Oops... ob auch die Schaltung 1:1 geclont wurde, weiß ich freilich nicht.



> jene Klientel anzusprechen, die "hip" und "cool" sein will.

Die tragen dann ja auch Gehörschutz-große grellbunte Neonteile spazieren
bzw. weiße ebensolche (die, die sich für was besseres halten). Offenbar gar nichtmal
unbedingt zum Hörer, sondern zum Gesehenwerden. Hängen oft genug einfach um
den Hals.


>> In der Kategorie "höherwertige Wohnzimmermodelle"  würde ich auch zu 
>> "beyerdynamic" greifen.

Unbedingt anschauen und anhören, servicefreundlich sind sie zumindest. Nicht jeder mag
den fetten Sound. Manche sind aber wohl auch heute manierlich.

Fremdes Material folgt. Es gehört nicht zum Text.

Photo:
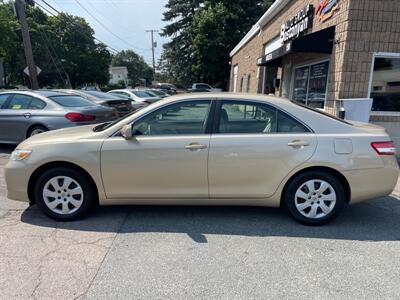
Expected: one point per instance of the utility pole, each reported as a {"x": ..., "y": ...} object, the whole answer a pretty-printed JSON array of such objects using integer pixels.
[
  {"x": 20, "y": 9},
  {"x": 152, "y": 47}
]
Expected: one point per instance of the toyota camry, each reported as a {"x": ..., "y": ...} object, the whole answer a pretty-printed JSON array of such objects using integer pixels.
[{"x": 208, "y": 149}]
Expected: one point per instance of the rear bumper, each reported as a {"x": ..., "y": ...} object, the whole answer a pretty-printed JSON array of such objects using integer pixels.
[{"x": 368, "y": 184}]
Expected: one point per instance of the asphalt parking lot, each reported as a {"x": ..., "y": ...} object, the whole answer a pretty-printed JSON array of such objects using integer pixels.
[{"x": 198, "y": 253}]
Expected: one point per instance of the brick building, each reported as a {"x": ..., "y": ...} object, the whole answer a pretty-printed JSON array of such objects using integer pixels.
[{"x": 329, "y": 54}]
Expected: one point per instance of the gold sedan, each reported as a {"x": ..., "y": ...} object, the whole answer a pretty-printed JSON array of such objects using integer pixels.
[{"x": 208, "y": 149}]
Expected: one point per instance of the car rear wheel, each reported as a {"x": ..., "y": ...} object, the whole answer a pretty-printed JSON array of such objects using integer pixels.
[
  {"x": 315, "y": 198},
  {"x": 64, "y": 194},
  {"x": 36, "y": 130}
]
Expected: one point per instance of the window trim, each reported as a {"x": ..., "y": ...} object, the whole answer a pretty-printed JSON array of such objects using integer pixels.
[
  {"x": 217, "y": 119},
  {"x": 371, "y": 76},
  {"x": 36, "y": 98},
  {"x": 309, "y": 64},
  {"x": 209, "y": 121}
]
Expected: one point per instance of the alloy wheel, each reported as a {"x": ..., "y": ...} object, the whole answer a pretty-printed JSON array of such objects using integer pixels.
[
  {"x": 63, "y": 195},
  {"x": 315, "y": 199}
]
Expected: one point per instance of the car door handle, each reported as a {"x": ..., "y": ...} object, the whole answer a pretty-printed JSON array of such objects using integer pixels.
[
  {"x": 195, "y": 146},
  {"x": 298, "y": 144}
]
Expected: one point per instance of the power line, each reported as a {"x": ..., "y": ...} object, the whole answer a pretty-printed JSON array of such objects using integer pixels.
[
  {"x": 71, "y": 21},
  {"x": 106, "y": 28},
  {"x": 50, "y": 49}
]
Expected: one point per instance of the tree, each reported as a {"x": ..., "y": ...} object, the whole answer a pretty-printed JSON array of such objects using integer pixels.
[
  {"x": 138, "y": 69},
  {"x": 202, "y": 35},
  {"x": 177, "y": 56},
  {"x": 11, "y": 44}
]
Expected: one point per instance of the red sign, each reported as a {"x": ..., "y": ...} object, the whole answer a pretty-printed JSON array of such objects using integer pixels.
[{"x": 326, "y": 9}]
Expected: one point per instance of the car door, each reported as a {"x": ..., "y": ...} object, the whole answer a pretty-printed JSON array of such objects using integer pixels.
[
  {"x": 253, "y": 147},
  {"x": 166, "y": 158},
  {"x": 15, "y": 118}
]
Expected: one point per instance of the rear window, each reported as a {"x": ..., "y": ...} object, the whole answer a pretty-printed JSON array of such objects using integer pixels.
[
  {"x": 71, "y": 101},
  {"x": 321, "y": 112}
]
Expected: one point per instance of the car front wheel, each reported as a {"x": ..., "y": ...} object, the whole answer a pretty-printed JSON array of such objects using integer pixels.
[
  {"x": 315, "y": 198},
  {"x": 64, "y": 194}
]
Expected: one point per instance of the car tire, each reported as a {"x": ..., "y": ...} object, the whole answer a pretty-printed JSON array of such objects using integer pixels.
[
  {"x": 315, "y": 198},
  {"x": 64, "y": 194},
  {"x": 36, "y": 130}
]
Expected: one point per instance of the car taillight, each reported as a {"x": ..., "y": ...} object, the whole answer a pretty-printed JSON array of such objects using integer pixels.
[
  {"x": 384, "y": 148},
  {"x": 77, "y": 117}
]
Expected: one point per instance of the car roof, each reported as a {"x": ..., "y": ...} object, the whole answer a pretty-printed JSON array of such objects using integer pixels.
[
  {"x": 43, "y": 93},
  {"x": 230, "y": 96}
]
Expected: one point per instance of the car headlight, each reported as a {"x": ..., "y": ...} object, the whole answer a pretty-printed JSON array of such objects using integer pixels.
[{"x": 20, "y": 154}]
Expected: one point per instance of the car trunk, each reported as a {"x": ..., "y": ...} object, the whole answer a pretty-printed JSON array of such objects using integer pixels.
[{"x": 368, "y": 127}]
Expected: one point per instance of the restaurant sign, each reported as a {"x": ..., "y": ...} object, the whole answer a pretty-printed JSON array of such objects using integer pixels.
[{"x": 302, "y": 21}]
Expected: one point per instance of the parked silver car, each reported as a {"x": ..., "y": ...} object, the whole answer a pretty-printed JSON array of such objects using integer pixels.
[
  {"x": 26, "y": 113},
  {"x": 121, "y": 104},
  {"x": 137, "y": 96}
]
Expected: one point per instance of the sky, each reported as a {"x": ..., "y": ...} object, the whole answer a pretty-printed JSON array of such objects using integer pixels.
[{"x": 121, "y": 24}]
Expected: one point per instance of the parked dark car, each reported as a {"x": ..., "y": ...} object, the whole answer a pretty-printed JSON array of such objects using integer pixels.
[
  {"x": 122, "y": 105},
  {"x": 26, "y": 113}
]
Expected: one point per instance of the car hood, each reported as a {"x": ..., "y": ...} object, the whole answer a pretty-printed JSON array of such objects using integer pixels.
[{"x": 62, "y": 135}]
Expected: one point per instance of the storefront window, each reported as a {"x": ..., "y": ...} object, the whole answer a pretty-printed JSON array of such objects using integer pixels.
[
  {"x": 310, "y": 84},
  {"x": 386, "y": 84}
]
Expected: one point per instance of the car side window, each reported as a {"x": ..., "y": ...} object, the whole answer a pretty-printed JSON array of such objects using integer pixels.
[
  {"x": 37, "y": 104},
  {"x": 288, "y": 124},
  {"x": 19, "y": 101},
  {"x": 3, "y": 99},
  {"x": 188, "y": 117},
  {"x": 247, "y": 117}
]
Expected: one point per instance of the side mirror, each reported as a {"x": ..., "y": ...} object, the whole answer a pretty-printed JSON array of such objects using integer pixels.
[{"x": 126, "y": 132}]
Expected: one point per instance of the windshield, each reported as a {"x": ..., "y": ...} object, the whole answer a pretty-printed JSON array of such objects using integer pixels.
[
  {"x": 72, "y": 101},
  {"x": 320, "y": 112},
  {"x": 141, "y": 94},
  {"x": 102, "y": 95}
]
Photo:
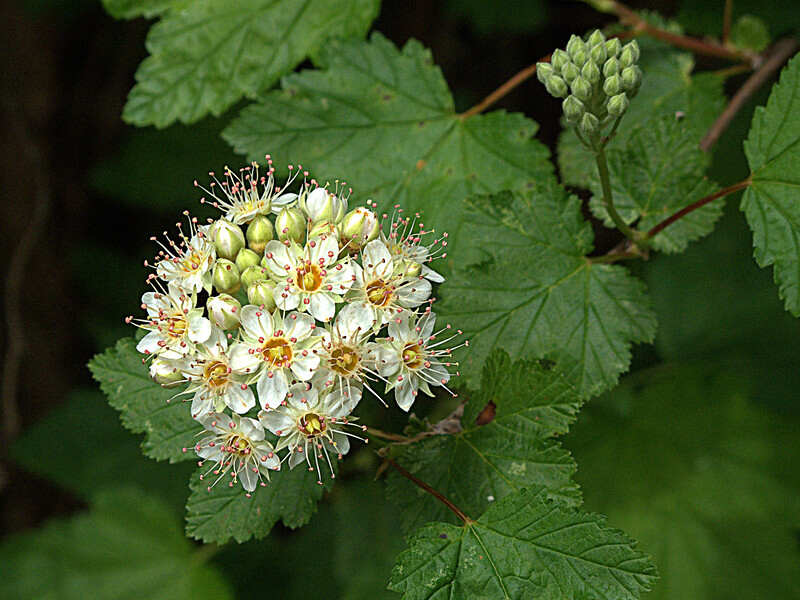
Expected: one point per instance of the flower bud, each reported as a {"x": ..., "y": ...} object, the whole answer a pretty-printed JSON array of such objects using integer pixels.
[
  {"x": 246, "y": 258},
  {"x": 617, "y": 105},
  {"x": 226, "y": 276},
  {"x": 260, "y": 294},
  {"x": 165, "y": 372},
  {"x": 259, "y": 232},
  {"x": 223, "y": 310},
  {"x": 290, "y": 225},
  {"x": 612, "y": 85},
  {"x": 556, "y": 87},
  {"x": 581, "y": 89},
  {"x": 573, "y": 109},
  {"x": 590, "y": 73},
  {"x": 228, "y": 239},
  {"x": 253, "y": 274}
]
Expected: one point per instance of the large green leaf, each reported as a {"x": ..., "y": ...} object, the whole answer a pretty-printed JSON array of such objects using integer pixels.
[
  {"x": 210, "y": 53},
  {"x": 680, "y": 459},
  {"x": 536, "y": 294},
  {"x": 487, "y": 461},
  {"x": 523, "y": 547},
  {"x": 772, "y": 202},
  {"x": 659, "y": 171},
  {"x": 224, "y": 512},
  {"x": 128, "y": 546},
  {"x": 384, "y": 121},
  {"x": 146, "y": 407}
]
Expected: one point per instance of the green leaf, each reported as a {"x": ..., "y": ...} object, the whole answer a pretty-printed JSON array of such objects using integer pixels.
[
  {"x": 225, "y": 512},
  {"x": 146, "y": 407},
  {"x": 487, "y": 462},
  {"x": 127, "y": 546},
  {"x": 523, "y": 547},
  {"x": 679, "y": 458},
  {"x": 537, "y": 295},
  {"x": 772, "y": 202},
  {"x": 208, "y": 55},
  {"x": 658, "y": 172},
  {"x": 384, "y": 121}
]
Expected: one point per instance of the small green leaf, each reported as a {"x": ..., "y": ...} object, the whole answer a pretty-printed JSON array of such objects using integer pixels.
[
  {"x": 208, "y": 55},
  {"x": 537, "y": 295},
  {"x": 384, "y": 121},
  {"x": 523, "y": 547},
  {"x": 772, "y": 202},
  {"x": 128, "y": 545},
  {"x": 659, "y": 171},
  {"x": 487, "y": 461},
  {"x": 146, "y": 407},
  {"x": 225, "y": 511}
]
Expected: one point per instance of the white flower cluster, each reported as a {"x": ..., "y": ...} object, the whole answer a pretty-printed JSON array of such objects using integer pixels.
[{"x": 291, "y": 320}]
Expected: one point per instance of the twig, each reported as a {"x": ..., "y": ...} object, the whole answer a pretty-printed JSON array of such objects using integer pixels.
[
  {"x": 779, "y": 54},
  {"x": 438, "y": 495},
  {"x": 695, "y": 205}
]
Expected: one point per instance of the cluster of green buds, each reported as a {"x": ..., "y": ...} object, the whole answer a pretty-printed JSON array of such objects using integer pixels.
[{"x": 597, "y": 78}]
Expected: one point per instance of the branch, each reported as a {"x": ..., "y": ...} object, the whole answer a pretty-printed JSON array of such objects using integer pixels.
[
  {"x": 438, "y": 495},
  {"x": 779, "y": 54}
]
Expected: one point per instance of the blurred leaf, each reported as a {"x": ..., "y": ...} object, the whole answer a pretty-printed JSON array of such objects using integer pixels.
[
  {"x": 384, "y": 121},
  {"x": 482, "y": 463},
  {"x": 523, "y": 547},
  {"x": 772, "y": 202},
  {"x": 658, "y": 172},
  {"x": 206, "y": 56},
  {"x": 145, "y": 406},
  {"x": 106, "y": 454},
  {"x": 537, "y": 295},
  {"x": 679, "y": 458},
  {"x": 128, "y": 546}
]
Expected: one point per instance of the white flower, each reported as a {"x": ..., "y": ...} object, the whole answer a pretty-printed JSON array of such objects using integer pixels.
[
  {"x": 275, "y": 349},
  {"x": 383, "y": 290},
  {"x": 412, "y": 358},
  {"x": 309, "y": 279},
  {"x": 213, "y": 383},
  {"x": 237, "y": 447},
  {"x": 310, "y": 424},
  {"x": 244, "y": 195},
  {"x": 174, "y": 323}
]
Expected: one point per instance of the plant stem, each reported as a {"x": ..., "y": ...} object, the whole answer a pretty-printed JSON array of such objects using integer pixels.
[{"x": 438, "y": 495}]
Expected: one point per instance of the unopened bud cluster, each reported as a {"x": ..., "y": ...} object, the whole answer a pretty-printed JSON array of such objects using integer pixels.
[
  {"x": 277, "y": 317},
  {"x": 596, "y": 78}
]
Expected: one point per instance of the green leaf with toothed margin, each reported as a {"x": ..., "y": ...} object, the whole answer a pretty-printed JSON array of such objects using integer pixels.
[
  {"x": 523, "y": 547},
  {"x": 146, "y": 407},
  {"x": 487, "y": 461},
  {"x": 537, "y": 295},
  {"x": 772, "y": 202}
]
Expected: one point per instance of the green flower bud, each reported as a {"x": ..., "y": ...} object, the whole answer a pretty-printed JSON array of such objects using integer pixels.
[
  {"x": 259, "y": 232},
  {"x": 617, "y": 105},
  {"x": 228, "y": 239},
  {"x": 611, "y": 67},
  {"x": 246, "y": 258},
  {"x": 570, "y": 72},
  {"x": 589, "y": 124},
  {"x": 260, "y": 294},
  {"x": 223, "y": 310},
  {"x": 558, "y": 59},
  {"x": 226, "y": 276},
  {"x": 573, "y": 109},
  {"x": 290, "y": 225},
  {"x": 253, "y": 274},
  {"x": 581, "y": 89},
  {"x": 612, "y": 85},
  {"x": 556, "y": 87},
  {"x": 591, "y": 73}
]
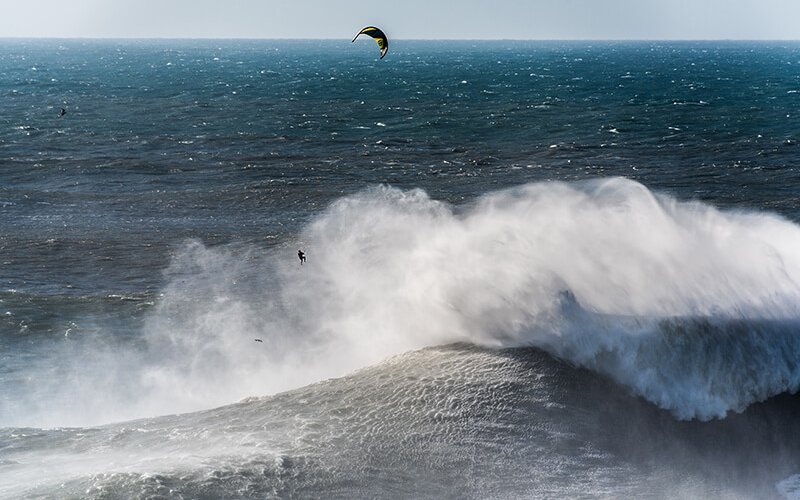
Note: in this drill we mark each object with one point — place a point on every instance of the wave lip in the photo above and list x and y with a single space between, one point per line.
691 307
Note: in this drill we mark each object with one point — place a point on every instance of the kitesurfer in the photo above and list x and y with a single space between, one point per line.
378 35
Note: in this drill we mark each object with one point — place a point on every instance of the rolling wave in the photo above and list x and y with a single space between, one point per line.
693 308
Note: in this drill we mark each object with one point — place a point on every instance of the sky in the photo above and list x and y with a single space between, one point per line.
405 19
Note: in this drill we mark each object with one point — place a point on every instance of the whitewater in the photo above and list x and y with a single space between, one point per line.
693 308
534 270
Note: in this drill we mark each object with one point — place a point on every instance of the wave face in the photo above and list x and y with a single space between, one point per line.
692 308
449 422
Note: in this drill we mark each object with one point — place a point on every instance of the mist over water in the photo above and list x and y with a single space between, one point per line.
691 307
535 269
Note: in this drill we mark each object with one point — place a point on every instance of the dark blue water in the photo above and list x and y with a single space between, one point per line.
148 236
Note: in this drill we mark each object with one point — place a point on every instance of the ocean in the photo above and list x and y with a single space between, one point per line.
534 269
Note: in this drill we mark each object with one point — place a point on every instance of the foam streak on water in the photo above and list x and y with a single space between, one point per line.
693 308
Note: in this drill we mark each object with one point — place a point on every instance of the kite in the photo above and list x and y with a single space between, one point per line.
378 35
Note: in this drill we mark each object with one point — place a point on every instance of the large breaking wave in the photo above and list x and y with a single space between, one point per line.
693 308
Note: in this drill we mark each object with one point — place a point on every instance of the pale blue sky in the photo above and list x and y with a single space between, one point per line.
425 19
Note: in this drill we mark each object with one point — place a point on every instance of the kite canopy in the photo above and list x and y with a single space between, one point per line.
378 35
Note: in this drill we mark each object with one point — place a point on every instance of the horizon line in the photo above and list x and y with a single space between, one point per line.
235 38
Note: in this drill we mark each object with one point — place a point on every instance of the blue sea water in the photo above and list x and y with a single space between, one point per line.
535 269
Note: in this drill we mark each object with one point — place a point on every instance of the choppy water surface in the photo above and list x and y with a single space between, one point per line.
542 269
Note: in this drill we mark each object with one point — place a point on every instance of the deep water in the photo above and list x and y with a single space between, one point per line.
535 269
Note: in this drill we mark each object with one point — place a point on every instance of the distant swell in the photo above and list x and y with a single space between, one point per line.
693 308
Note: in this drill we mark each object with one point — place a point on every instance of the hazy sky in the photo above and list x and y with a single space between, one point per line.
466 19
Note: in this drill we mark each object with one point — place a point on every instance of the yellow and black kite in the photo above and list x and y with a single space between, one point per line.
378 35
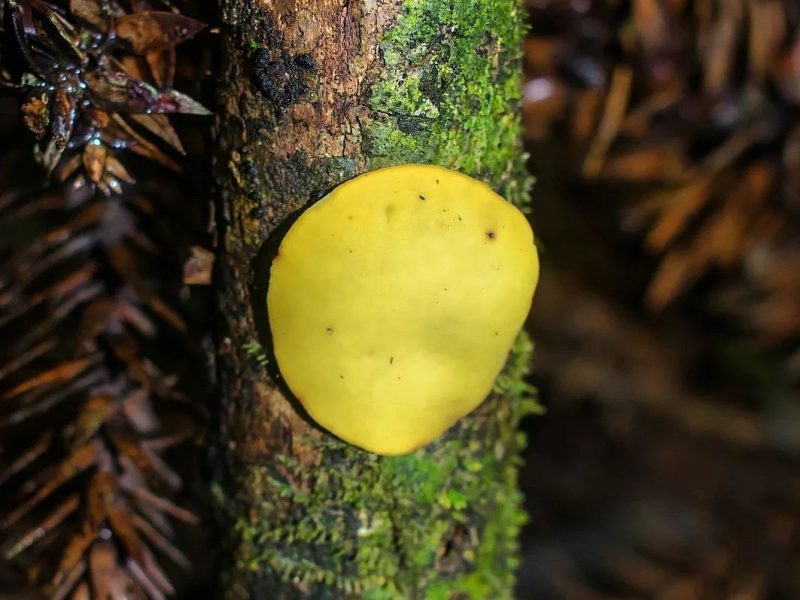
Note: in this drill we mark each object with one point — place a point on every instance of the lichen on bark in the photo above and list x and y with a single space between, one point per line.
312 96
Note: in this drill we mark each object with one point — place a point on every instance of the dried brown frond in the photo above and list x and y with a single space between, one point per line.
695 106
87 493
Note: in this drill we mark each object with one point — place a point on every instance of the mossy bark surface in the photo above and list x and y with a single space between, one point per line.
313 94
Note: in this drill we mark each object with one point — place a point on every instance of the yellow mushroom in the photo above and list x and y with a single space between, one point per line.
394 300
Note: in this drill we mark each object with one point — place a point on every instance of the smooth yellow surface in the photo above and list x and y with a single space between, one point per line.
394 301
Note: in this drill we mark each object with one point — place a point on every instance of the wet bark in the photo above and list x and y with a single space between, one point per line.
311 94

> Zu achten ist nur auf eine niedrige Impedanz; Hörer mit 600 Ohm eignen sich für
> batteriebetriebene Geräte wirklich nicht.

AKG K-240 DF ("Diffusfeldentzerrt nach IRT"): 600 Ohm und am Laptop nur niedrige
Zimmerlautstärke. Dazu erschreckend "dünn" - tja, ist halt kein Kawumm-Hörer. Habe mir
aus 2 geretteten Kapseln mit neuem Bügel, Kabel und Polstern da wieder einen aufgebaut.
Wurde zuvor im Offenen Kanal zerschrottet und in den Müll geworfen.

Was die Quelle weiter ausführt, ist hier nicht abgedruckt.